REPUBLIKA.CO.ID, JUBA - Tentara Sudan Selatan mengatakan bahwa komandan milisi pemberontak menyerahkan diri kepada militer setelah pertempuran yang menewaskan lebih dari 165 orang di wilayah yang akan menjadi negara merdeka pada Juli mendatang. Sudan Selatan adalah negara pecahan Sudan berdasarkan hasil referendum pada Januari lalu.
Juru bicara Militer Sudan Selatan Malak Ewen mengatakan pemimpin milisi Gabriel Tang dan sekitar 1.300 anak buahnya menyerah secara sukarela kepada Tentara Rakyat untuk Pembebasan Sudan (SPLA). "Perkembangan ini terjadi setelah bentrokan antara SPLA dan pasukan Tang—seorang komandan tentara pemberontak ternama—di negara bagian Jonglei, yang menewaskan 57 pemberontak dan tujuh tentara," kata Ewen, Senin (25/4).

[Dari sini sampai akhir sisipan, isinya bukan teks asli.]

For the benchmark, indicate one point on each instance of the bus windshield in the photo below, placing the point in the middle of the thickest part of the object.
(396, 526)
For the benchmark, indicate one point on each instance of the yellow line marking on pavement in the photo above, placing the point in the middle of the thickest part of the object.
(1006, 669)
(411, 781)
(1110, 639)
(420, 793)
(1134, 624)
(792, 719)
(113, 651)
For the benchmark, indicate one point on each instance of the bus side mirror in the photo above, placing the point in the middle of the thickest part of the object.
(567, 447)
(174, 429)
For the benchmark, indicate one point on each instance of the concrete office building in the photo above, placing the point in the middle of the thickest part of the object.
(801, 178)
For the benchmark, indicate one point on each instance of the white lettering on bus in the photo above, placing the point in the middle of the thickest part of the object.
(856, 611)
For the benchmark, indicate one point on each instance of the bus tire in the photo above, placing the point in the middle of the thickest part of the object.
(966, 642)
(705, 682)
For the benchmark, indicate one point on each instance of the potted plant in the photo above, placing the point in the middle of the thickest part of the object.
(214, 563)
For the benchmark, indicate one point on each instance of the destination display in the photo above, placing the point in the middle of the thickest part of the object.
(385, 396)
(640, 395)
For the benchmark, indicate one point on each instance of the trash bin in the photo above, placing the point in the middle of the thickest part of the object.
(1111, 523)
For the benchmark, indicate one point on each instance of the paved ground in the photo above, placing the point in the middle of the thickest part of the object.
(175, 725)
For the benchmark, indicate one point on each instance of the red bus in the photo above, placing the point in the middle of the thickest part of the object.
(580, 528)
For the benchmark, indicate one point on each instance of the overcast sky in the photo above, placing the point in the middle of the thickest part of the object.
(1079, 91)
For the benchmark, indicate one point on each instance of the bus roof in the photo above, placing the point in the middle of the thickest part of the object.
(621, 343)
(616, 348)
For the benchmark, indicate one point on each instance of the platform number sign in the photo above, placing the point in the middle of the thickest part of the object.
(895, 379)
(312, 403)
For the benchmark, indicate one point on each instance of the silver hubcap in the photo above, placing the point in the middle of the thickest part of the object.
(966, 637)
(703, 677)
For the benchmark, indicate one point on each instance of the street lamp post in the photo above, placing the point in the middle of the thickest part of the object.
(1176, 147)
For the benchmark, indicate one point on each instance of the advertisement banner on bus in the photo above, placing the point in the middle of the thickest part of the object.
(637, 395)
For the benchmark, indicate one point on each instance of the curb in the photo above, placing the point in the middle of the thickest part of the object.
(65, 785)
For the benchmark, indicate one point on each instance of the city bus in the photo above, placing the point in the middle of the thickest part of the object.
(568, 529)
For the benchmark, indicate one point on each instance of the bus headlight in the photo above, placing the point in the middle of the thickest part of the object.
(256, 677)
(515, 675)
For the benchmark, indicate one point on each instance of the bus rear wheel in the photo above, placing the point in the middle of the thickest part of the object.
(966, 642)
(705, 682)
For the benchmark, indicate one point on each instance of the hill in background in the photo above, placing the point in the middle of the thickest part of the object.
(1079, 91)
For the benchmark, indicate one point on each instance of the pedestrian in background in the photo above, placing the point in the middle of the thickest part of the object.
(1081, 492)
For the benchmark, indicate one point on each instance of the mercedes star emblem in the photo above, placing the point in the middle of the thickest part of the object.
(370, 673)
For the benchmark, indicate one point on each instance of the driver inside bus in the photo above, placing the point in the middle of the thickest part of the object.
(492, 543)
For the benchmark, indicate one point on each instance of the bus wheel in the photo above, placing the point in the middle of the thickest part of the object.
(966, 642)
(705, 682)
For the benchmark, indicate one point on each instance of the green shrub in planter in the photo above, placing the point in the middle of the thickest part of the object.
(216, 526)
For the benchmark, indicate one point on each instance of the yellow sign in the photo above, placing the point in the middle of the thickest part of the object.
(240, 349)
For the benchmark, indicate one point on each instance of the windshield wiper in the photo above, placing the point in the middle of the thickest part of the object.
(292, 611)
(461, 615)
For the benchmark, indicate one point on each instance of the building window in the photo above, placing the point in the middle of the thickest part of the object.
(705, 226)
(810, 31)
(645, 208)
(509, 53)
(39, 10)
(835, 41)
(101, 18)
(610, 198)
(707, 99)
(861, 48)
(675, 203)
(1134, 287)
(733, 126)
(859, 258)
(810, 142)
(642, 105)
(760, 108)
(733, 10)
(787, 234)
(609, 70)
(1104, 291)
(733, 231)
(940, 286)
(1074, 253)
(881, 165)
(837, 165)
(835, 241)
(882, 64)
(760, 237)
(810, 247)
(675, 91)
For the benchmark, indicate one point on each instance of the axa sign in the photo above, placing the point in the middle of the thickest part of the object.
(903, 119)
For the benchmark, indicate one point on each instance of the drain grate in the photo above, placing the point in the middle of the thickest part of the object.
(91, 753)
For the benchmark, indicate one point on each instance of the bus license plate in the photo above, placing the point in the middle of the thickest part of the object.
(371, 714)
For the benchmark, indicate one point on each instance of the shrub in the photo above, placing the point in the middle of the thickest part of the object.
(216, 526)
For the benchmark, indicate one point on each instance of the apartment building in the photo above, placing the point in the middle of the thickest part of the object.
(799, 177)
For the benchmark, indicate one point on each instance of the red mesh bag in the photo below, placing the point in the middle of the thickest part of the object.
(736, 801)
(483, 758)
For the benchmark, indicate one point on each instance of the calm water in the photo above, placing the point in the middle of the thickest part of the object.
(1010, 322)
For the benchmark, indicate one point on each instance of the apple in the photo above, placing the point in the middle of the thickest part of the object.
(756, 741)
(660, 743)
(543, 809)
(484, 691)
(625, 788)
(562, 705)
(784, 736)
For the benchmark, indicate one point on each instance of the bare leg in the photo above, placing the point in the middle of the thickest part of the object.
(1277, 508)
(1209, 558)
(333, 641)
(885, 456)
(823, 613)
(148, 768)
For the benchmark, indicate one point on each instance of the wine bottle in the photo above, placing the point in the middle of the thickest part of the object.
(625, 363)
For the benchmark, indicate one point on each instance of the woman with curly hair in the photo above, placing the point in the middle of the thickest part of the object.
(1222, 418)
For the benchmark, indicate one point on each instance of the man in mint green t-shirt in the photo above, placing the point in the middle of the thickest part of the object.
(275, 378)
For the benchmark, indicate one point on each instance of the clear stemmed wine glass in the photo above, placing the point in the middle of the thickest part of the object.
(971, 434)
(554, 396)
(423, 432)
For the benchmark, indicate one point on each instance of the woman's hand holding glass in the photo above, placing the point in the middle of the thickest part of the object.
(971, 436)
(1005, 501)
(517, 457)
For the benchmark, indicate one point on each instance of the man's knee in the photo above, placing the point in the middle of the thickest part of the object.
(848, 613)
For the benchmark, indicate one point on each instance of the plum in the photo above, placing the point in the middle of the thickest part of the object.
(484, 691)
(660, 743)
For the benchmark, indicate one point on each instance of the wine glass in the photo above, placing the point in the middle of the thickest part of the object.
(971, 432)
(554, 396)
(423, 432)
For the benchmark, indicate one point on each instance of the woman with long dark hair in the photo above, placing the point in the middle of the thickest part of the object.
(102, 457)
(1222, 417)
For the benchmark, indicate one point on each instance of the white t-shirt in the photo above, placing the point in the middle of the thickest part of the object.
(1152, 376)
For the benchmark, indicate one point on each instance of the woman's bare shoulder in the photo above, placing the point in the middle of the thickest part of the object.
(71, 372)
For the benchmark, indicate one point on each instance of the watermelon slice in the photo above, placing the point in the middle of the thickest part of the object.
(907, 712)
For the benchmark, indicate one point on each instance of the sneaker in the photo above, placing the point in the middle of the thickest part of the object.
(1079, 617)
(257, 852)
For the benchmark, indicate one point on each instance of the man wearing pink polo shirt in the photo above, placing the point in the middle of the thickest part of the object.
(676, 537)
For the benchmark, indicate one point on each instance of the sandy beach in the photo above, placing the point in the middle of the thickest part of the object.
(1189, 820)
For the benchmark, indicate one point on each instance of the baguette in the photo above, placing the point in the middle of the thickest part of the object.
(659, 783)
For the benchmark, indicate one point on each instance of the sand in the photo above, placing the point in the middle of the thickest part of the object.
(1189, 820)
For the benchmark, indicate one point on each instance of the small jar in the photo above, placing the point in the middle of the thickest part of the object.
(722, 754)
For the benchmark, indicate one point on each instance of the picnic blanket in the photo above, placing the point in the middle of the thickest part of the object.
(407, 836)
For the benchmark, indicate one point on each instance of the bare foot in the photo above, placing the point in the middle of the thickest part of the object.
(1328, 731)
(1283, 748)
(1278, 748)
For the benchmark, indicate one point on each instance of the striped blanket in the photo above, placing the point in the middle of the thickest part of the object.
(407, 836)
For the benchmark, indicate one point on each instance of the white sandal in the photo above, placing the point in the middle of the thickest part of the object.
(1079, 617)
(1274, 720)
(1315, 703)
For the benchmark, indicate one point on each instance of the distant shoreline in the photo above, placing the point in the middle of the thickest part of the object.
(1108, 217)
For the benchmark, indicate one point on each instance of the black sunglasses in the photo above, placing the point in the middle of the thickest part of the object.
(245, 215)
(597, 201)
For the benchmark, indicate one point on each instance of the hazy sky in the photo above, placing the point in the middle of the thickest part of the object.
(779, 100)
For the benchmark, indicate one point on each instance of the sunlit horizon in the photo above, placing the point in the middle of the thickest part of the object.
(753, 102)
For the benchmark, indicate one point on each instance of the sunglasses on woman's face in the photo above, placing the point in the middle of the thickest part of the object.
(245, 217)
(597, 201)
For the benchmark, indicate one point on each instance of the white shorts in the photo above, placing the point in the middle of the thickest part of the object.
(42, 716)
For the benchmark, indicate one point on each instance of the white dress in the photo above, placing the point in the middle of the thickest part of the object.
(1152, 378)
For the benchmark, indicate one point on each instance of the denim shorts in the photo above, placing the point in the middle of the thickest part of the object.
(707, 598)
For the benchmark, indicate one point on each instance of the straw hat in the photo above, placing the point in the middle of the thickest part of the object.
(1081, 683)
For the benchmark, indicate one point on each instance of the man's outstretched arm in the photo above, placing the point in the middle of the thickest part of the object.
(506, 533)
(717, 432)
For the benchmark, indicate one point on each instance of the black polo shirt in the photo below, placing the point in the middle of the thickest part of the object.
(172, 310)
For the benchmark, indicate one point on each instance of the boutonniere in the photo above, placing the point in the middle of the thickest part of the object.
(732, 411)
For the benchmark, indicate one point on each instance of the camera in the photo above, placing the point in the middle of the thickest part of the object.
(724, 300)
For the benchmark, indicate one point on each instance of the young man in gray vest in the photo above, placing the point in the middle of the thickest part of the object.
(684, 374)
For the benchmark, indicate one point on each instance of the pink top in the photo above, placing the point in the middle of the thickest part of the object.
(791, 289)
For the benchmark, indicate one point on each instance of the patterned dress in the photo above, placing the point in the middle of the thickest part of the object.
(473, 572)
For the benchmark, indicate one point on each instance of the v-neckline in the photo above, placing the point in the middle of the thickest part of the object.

Kedua belah pihak terlibat pertempuran karena tidak sepakat untuk menggabungkan kekuatan mereka setelah Sudan Selatan merdeka.
Menurut Tang, pangkalan militernya diserang oleh SPLA karena ia menolak melucuti senjata anak buahnya sebelum memulai proses reintegrasi.
Di sisi lain, kata Ewen, selama lima hari pertempuran antara SPLA dan kelompok pemberontak lain yang dipimpin perwira pembangkang Peter Gadet di wilayah yang sama, telah menewaskan 101 orang. Namun Ewen enggan memberikan rincian tentang identitas para korban, apakah mereka berasal dari SPLA atau pemberontak atau penduduk sipil.